Recently I had the pleasure of attending a professional development seminar on “Transformative Teaching” with Kathleen Kryza. While I am not an educator, I find it immensely helpful to learn about theories and techniques that, as Ms. Kryza put it, “honor all learners and all learning styles.” Although there were multiple components to the seminar, I found myself especially moved by the idea of creating a safe, non-judgmental learning community within the classroom. Fostering a sense of value, building appropriate autonomy, acknowledging and accommodating individual differences, and encouraging collaboration were all noted to be important aspects of a successful classroom.
A “growth mindset” was presented as another important facet of student success. While I am far from an expert on the subject, a mindset (according to Carol Dweck, Ph.D.) is a belief about ourselves and the qualities or traits that we possess. My understanding is that a fixed mindset is one in which we see aspects of ourselves as set and unchangeable; whereas a growth mindset is one in which we believe that personal qualities can be enhanced, improved, or strengthened over time. Working in the field of mental health, I was intrigued, but not surprised by these ideas. I would like to believe that we can adapt for the better, that we are capable of growth and improvement, and that a positive outlook can impact our ability to work towards personal goals. To me, a growth mindset seems to foster a sense of hope, and champions the power of positive thinking. It was also noted by Ms. Kryza, to be an important factor influencing student success in the classroom. Or, as she put it: “If we are going to build skill sets, we have to shape mindsets.”
I appreciate the idea of understanding and incorporating the ideas of self-concept, self-worth, and self-esteem into educational practice. I do believe that one’s internal emotional world (including one’s thoughts and feelings about themselves as a person and as a learner) impacts sense of efficacy in the classroom and can subsequently influence one’s learning trajectory.
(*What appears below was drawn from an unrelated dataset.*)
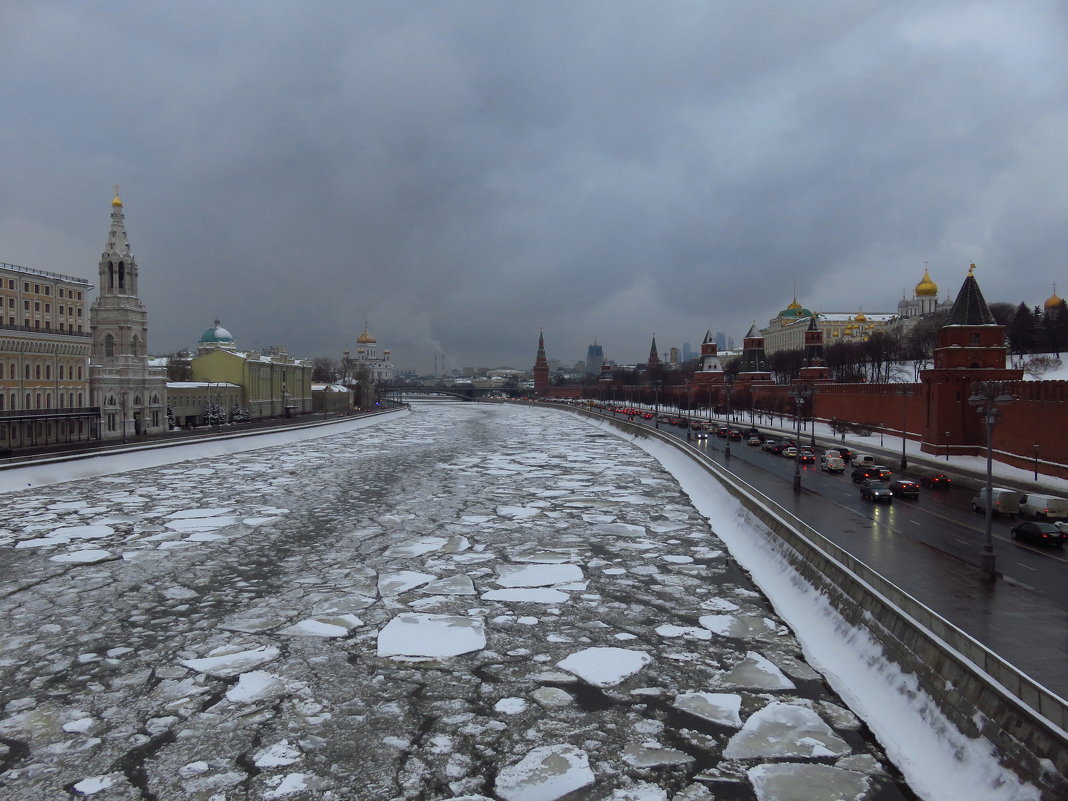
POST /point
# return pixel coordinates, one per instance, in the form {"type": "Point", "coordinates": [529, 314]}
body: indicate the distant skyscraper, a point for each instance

However, as others have noted, there is more to ensuring student success and achievement than simply changing personal beliefs.
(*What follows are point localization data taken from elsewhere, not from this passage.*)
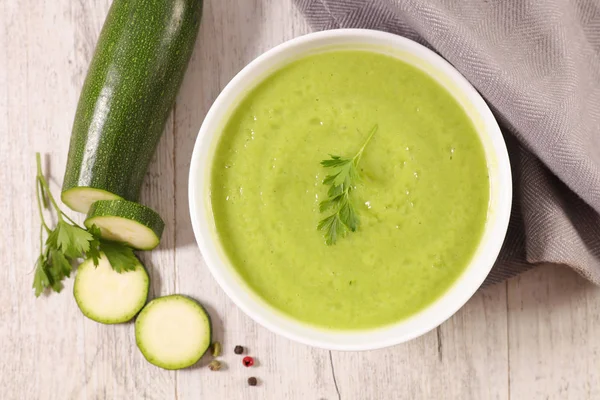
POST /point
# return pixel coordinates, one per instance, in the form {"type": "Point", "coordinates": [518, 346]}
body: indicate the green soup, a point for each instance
{"type": "Point", "coordinates": [422, 200]}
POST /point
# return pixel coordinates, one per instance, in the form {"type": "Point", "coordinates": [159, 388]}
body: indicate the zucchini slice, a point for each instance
{"type": "Point", "coordinates": [109, 297]}
{"type": "Point", "coordinates": [81, 198]}
{"type": "Point", "coordinates": [173, 332]}
{"type": "Point", "coordinates": [125, 221]}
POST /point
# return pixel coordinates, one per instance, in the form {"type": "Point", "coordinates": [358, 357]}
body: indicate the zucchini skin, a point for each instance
{"type": "Point", "coordinates": [132, 81]}
{"type": "Point", "coordinates": [130, 210]}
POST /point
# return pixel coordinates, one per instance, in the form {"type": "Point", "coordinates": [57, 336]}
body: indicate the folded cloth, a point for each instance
{"type": "Point", "coordinates": [537, 64]}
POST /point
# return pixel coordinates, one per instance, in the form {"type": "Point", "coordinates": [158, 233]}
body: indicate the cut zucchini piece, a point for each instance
{"type": "Point", "coordinates": [125, 221]}
{"type": "Point", "coordinates": [81, 198]}
{"type": "Point", "coordinates": [173, 332]}
{"type": "Point", "coordinates": [107, 296]}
Factors such as curriculum, classroom environment, teaching techniques, past experiences, and developmental history are just some of the other factors that impact a student’s scholastic experience. While I will not attempt to review the critiques of using mindset as an educational theory here, it is important to acknowledge that a growth mindset alone may not guarantee success. Regardless, I would offer that believing in the potential for change and acknowledging relative growth can help us all stay a bit more hopeful about the future.